I’m singularly not conversant in Resident Evil game lore. I’m aware of the MKUltra and predictive programming elements. Of Alice (Alice in Wonderland, although she’s Anderson’s invention), Racoon City (an anagram of corona) and the zombie genre generally feeding an appetite for Pasteurian virus theory and apocalyptic resignation, along with the pervasiveness of DUMBs and corporate malfeasance (the Umbrella Corporation, and its logo; in the games it’s British, founded by royals). Anderson also has white rabbits being injected with the T-Virus. One might speculate who Umbrella could be swapped in for – Microsoft, Amazon, Google, Apple – but it’s notable that a former figurehead of one of those corporations has been the “trailblazer” for the tool designed to wipe out the human population, or swathes of it (and no, I don’t mean something “leaked” from a lab). Additional notable tropes are memory loss and AI ambivalence (the Red Queen, personified as a creepy child: more MKUltra).
Anderson builds his movie on a mystery; we see the research lab locked down in the opening sequence, with someone (unseen) having intentionally unleashed the T-virus, subsequent to which amnesiac Alice (Jovovich) awakens in a deserted mansion, is captured by Umbrella commandos and led into the facility. It later turns out that Alice was intending to expose Umbrella’s activities, while it was fellow amnesiac Spence (James Purefoy) who unleashed it, planning to sell the virus for a profit. Both were rendered forgetful by the Red Queen’s shutdown protocols. Anderson quickly crosses into suspense mode, with threats from zombie lab technicians and zombie dogs, but the most noticeable aspect is how wanting in tension and atmosphere the proceedings are. David Johnson’s cinematography isn’t on Gary Kibbe levels, but the visuals are surprisingly flat, and the extra work lacks conviction.
Anderson also fails to engender much in the way of compelling lead performances.
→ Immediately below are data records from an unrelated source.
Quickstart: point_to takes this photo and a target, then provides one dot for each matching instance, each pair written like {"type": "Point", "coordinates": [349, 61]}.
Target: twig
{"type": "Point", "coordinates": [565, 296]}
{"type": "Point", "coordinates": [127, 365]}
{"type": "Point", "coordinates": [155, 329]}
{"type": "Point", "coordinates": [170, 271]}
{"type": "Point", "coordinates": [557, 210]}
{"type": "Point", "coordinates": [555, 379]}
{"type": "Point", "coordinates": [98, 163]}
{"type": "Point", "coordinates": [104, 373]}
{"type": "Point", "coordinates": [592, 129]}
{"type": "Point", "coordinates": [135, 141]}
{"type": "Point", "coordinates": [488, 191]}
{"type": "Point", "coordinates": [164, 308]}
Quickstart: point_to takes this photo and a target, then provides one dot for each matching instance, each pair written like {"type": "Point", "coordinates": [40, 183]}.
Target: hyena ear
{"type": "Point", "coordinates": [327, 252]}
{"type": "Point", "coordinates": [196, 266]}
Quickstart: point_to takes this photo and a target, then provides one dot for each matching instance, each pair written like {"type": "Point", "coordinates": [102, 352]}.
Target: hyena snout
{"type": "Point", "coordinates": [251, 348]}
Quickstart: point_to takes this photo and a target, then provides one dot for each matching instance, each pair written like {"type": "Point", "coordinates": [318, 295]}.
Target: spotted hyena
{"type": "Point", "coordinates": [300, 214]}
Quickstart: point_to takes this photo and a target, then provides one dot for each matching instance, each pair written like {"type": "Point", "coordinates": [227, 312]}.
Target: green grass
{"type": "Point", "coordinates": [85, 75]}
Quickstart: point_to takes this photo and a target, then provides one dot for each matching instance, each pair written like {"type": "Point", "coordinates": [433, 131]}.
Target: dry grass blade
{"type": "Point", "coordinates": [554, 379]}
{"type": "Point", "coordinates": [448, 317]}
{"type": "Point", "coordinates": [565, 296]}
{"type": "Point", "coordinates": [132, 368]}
Jovovich is stern faced, androgynous and limber, convincingly kicking a zombie dog’s head in in slow motion. Michelle Rodriguez brings the attitude as an infected commando, and Purefoy is… reliable. Colin Salmon gets diced, but didn’t we already see that in Cube? Eric Mabius – in a role apparently earmarked for David Boreanaz – is utterly forgettable as male hero Matt, while Jason Isaacs appears briefly behind a mask. Halfway through, a massively crappy massive CGI monster (the Licker) makes its entrance, and any hope for a veneer of verisimilitude is abandoned right there and then. Also not helping the general tone any is the Z-grade soundtrack noise delivered by popular alleged spousal abuser Marilyn Manson, ensuring wall-to-wall ear battering and zero nuance.*
We’re told Umbrella is the world’s leading supplier of computer technology, medical products and healthcare, while its massive profits are generated from military technology, genetic experimentation and viral weaponry. We’re also informed the virus is protean, moving from liquid to airborne to transmission via blood, depending on its environment. Massive corporations scaring the bejesus out of everyone – or attempting to – with their nefarious depopulation agenda should be the read through, then. George Romero fell out of the game adaptation before Anderson became attached, and Cameron has called it a guilty pleasure. High praise indeed. More than Resident Evil deserves.
*Addendum 17/08/22: And, of course, prominent Church of Satan member. But he’s just misunderstood, right?